Rote
Fahne weht über blauer Saarbahn
„Rot Front Genossinnen und Genossen“
Von Claude Michael Jung
Der Paukenschlag der 220 Saarbahnerinnen und Saarbahner in DIE LINKE einzutreten,
löste beim diesjährigen Sommerloch an der Saar eine kräftige
Eruption aus. Parteichef Lafontaine sprach gar von einem weihnachtlichen
Gefühl bei schwülwarmen
Temperaturen. Ein Saarbrücker Lackierermeister hofft insgeheim auf
einen Großauftrag, um das blasse Blau der Saarbahnen und Busse im
Saartal in ein kräftiges
Rot umzuwandeln und die Saarpolitik hat der Cup des Betriebsratsvorsitzenden
der Saarbahn-GmbH und seiner fahrenden Frauen und Männer glatt vom
Sockel gehauen.
Am Ufer der Saar wurde bereits wenige Minuten nach der Verkündigung
des Paukenschlags, laut eine alte linke Forderung erneuert, die schon
zu Zeiten der PDS
Einzug in die saarländische Presselandschaft gehalten hatte.

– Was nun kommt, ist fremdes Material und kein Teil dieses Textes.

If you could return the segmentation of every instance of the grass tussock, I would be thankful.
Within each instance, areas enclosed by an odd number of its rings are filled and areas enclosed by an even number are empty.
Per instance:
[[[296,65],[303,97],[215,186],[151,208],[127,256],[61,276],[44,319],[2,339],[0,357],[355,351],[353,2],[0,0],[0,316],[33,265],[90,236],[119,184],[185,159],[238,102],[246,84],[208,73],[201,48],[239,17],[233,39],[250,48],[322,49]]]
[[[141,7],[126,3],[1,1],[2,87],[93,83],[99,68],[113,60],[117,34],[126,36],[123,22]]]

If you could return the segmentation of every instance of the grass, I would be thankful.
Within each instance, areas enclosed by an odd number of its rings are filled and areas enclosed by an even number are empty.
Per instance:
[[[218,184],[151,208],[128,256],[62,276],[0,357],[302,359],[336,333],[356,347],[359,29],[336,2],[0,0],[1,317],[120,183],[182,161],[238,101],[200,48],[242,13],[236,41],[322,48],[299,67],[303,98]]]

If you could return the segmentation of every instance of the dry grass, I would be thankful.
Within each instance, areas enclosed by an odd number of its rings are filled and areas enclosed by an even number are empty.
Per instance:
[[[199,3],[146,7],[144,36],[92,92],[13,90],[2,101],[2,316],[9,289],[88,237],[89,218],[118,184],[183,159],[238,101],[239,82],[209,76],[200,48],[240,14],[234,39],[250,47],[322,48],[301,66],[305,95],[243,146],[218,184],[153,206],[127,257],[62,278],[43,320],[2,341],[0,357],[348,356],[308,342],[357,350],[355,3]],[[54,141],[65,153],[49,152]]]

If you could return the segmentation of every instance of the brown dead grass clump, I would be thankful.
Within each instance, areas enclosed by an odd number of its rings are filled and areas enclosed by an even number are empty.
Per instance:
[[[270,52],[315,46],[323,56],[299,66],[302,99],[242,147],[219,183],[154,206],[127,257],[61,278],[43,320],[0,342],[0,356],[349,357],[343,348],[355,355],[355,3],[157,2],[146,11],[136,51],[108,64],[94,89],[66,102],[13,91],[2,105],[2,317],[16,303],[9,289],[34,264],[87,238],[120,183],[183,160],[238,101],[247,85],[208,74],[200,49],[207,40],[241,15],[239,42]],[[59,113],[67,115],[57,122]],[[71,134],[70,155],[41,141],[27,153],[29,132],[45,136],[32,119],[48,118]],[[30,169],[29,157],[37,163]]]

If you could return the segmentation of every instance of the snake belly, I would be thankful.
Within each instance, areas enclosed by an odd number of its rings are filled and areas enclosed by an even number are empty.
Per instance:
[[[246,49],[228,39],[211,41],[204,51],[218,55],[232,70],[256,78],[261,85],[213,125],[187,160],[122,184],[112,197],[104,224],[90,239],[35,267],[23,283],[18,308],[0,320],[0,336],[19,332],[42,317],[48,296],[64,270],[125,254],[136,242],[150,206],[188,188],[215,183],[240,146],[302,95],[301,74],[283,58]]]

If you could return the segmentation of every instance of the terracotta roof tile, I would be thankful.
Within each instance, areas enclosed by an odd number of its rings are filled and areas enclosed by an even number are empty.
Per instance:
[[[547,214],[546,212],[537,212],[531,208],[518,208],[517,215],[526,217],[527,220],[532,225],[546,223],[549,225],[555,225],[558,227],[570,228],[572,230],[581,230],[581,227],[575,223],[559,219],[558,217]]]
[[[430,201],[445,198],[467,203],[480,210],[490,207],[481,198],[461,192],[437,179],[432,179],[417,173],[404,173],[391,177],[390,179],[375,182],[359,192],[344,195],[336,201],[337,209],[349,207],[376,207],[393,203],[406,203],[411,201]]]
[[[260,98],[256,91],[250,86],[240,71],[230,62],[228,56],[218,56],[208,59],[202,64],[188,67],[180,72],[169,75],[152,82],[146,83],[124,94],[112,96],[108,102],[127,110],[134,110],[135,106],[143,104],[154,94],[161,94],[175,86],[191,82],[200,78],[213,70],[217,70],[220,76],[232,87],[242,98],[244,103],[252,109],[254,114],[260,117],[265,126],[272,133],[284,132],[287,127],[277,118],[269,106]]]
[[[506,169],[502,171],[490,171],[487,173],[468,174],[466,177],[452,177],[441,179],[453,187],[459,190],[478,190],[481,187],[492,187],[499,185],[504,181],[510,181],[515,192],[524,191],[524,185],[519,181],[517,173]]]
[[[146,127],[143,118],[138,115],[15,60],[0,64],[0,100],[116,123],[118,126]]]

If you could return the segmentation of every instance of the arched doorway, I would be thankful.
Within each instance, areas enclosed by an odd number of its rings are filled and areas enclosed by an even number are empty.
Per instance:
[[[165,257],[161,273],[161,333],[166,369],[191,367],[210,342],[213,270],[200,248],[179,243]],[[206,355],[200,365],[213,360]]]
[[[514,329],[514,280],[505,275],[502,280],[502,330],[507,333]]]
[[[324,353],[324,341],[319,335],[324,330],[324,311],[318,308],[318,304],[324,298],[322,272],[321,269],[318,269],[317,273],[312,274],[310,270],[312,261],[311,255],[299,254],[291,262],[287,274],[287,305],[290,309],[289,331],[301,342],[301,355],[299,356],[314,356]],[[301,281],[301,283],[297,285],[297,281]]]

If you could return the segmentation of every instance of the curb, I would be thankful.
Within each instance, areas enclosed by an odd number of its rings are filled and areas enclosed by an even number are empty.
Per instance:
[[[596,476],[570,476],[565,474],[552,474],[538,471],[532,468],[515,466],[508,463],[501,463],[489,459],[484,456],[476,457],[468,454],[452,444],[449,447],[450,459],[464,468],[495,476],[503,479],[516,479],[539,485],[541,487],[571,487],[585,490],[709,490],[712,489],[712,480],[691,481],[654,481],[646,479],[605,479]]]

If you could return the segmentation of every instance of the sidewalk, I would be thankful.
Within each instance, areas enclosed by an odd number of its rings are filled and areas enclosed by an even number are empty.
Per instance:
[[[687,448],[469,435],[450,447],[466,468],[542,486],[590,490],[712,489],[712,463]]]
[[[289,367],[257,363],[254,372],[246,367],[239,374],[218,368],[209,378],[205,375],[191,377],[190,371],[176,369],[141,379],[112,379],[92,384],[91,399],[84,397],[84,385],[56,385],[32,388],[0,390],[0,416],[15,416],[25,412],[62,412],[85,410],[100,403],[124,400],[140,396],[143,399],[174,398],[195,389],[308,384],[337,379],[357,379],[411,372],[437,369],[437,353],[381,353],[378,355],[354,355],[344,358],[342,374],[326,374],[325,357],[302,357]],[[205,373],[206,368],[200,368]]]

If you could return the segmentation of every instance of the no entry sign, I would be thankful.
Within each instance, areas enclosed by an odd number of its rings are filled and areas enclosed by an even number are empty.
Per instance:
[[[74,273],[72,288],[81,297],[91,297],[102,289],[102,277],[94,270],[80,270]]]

Damals
hatten die roten Socken gefordert, die Saarbahnzüge nach prominenten
Saarländern zu benennen und dabei nicht vergessen, jenen Mann, der
es sogar zum Staatsratsvorsitzenden eines deutschen Staates gebracht hatte,
zu erwähnen.
Derweil dachte der saarländische Thekenphilosoph Max Flabbes in
der Saarbrücker Kneipe „Zum blauen Papagei“ darüber
nach, ob er denn die nette Brünette am Lenkrad
seines Lieblingsbusses in Zukunft mit Frau Genossin anreden darf und dem
blonden Gift von der Fahrscheinkontrolle künftig die linke Faust
zum roten Gruß vor die Nase halten soll. Fest steht jedoch für
Max Flabbes, nur DIE LINKE kann erfolgreich den
Auswüchsen der kapitalistischen Machenschaften Paroli bieten. So
hat der Thekenphilosoph bereits einen bundesweiten Aufruf an alle Biertrinker
initiiert, im
kommenden Herbst, wenn wieder einmal die Preise für die geliebte
Krawallbrause steigen sollen, geschlossen in DIE LINKE einzutreten. Nach
Berechnungen von Max
Flabbes würde DIE LINKE mit Hilfe der bundesdeutschen Biertrinker
zur größten Volkspartei der Republik werden und obendrein noch
die CSU in Bayern zur politischen Sekte ohne Bedeutung degradieren.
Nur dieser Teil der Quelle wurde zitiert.